A charge off, made by a company against earnings, that does not require an initial outlay of cash.  Non-cash charges are typically against the depreciation, amortization, and depletion accounts on a company's balance sheet. Companies take these charges against earnings due to extraordinary circumstances such as accounting policy changes or significant depreciation of asset's market value. Any sort of charge will usually result in lower earnings in the period when the charge was made. Sometimes also referred to as a write down.
So basically, they are taking a huge upfront expense. Yes, it lowers the earning. It is intentional. Lower earnings means less taxes to pay.  I have a hard time believing the amount of money companies are posting as non-cash charges are nearly as big as they state.  My gut feeling is that these companies are taking full advantage of a new law that has unclear business repercussions.  Please don't feel sorry or worried about these companies. My understanding is that most companies won't feel the effect of health care reform until at least two years down the road.

Maybe we should worry about companies not smart enough to game the system. As we shouldn't be surprised that big companies don't like to pay taxes.  Even though if they played straight, the extra tax revenue could really help the country.
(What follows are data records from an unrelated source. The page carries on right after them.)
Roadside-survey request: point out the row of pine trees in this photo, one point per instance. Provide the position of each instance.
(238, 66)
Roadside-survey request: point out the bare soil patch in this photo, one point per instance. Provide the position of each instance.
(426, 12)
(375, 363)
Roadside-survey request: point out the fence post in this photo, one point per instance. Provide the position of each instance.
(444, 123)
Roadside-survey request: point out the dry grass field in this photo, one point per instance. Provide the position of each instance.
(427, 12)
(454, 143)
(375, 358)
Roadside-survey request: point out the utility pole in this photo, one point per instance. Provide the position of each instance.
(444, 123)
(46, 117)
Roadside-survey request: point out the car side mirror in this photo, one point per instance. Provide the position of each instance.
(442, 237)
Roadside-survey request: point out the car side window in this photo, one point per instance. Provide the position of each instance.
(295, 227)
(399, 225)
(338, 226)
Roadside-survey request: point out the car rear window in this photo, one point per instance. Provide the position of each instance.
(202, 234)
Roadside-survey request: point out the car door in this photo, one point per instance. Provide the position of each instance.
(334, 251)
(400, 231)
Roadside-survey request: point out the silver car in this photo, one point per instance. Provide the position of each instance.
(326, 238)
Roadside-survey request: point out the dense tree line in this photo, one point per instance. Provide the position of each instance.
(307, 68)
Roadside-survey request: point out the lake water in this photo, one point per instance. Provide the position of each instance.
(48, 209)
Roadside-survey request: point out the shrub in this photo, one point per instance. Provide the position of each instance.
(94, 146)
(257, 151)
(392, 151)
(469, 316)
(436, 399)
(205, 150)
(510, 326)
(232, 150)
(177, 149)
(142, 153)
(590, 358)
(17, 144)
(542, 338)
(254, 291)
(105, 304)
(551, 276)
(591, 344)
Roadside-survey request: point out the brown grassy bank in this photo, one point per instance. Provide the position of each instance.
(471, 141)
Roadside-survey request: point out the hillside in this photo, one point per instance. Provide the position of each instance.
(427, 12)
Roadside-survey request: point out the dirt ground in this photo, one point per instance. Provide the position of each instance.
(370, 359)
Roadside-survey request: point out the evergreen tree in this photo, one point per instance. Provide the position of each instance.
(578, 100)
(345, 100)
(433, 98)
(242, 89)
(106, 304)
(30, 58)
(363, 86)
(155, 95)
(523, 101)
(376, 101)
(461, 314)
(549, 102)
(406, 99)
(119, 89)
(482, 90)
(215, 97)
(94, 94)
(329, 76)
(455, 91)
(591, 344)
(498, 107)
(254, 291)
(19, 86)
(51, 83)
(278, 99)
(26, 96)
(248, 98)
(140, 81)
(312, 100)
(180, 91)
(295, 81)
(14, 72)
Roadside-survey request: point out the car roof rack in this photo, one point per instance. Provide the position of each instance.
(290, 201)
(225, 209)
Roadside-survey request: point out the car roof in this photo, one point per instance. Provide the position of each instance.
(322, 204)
My basic point here is these non-cash charges are strategic moves by these companies, not indicators that the sky is falling.

FYI, some of the companies the have huge write downs are:
Ingersoll : 41 million
AT&T: 1 Billion
Honeywell: 13 Million
3M: 90 Million 
Boeing: 150 Million
AK Steel: 31 Million

I don't know the corporate tax rate for those companies, but these write downs cost the USA taxes on 1.325 Billion dollars. I'm sure that would've helped more than my measly amount.